Stock in trades are valued at cost or market value whichever is lower on FIFO basis in case of listed securities and at cost in case of non-listed securities.

7. Futures and Option Contract

In respect of futures and option contracts gain/losses on settlement are recognized on settlement dates for the completed contracts. In respect of open contracts of futures and options at the end of the year, the losses are provided in the books at the end of the year, but profit is booked on realization by following global approach. (as per the terms of Guidance Note of the Institute of Chartered Accountants of India.)

8. Provision for Current tax and Deferred tax :

a) Provision for current tax is made and retained in the accounts on the basis of estimated tax liability as per applicable provisions of the Income Tax Act, 1961 and considering assessment orders and decision of appellate authorities.

b) Deferred tax is recognized subject to the consideration of prudence, on time difference being the difference between taxable income and accounting income that originate in one period and capable of reversal in one or more subsequent periods in due cognizance of AS - 22 issued by ICA1.

9. Earning per share :

The earning considered in ascertaining the Companys EPS comprises the Net Profit after Tax and includes the Post Tax effect of any extraordinary items.
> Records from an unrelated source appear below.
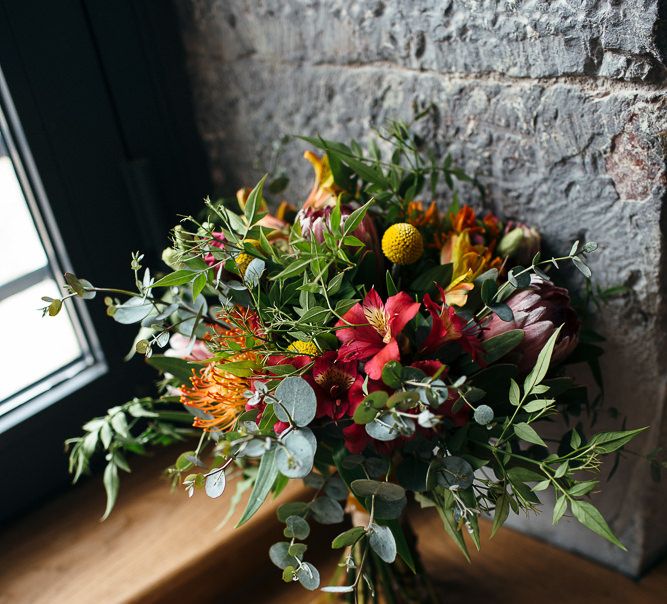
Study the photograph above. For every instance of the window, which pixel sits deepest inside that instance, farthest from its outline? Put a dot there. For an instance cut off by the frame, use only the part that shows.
(42, 359)
(107, 121)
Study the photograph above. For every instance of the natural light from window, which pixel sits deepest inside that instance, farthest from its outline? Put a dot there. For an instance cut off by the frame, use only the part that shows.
(32, 348)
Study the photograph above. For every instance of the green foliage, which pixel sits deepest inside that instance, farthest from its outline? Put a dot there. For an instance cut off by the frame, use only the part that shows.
(430, 426)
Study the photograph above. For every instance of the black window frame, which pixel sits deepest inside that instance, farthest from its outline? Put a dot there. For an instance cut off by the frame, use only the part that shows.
(102, 95)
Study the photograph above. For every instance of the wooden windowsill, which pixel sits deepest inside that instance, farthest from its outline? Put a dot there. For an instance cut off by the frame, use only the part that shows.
(163, 547)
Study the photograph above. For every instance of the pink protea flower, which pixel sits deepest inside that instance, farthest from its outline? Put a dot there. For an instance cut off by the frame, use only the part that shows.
(316, 221)
(538, 311)
(369, 330)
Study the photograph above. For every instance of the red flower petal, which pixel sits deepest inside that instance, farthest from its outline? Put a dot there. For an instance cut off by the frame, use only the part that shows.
(389, 353)
(401, 309)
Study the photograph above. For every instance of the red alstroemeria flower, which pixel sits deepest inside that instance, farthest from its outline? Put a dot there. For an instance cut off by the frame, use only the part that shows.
(447, 326)
(373, 330)
(332, 379)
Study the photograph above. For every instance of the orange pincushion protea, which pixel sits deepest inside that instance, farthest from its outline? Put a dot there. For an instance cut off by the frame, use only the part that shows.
(417, 216)
(218, 393)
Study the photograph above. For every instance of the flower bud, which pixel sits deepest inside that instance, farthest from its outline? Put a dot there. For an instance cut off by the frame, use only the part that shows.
(538, 310)
(171, 258)
(520, 242)
(314, 222)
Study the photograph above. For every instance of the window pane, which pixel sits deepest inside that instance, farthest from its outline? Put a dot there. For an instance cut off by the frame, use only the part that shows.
(38, 347)
(20, 247)
(34, 348)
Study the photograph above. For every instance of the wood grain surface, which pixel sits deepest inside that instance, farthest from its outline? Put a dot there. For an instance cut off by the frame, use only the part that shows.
(163, 547)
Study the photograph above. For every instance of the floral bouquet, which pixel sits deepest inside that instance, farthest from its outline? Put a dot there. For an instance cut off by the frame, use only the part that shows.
(375, 346)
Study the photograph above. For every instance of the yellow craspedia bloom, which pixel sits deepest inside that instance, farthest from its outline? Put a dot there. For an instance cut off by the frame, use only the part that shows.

The Number of Shares used in computing basic EPS is the weighted average number of shares outstanding during the year.

10. Exchange Fluctuation :

Foreign currency assets / liabilities are translated in rupees at the rate ruling at the year end and the exchange difference arising on such transactions is dealt with in the Profit & Loss Account.

11. Retirement Benefits: i) Gratuity :

The liability for gratuity are provided for in accordance with actuarial valuation. ii) Leave Encashment :

Provision for Leave encashment is made on accrual basis on estimates as at the year end and is charged to Profit & Loss Account.

12. Contingent Liability :

Contingent Liabilities are not provided for in the accounts, but are disclosed in the Notes, if any.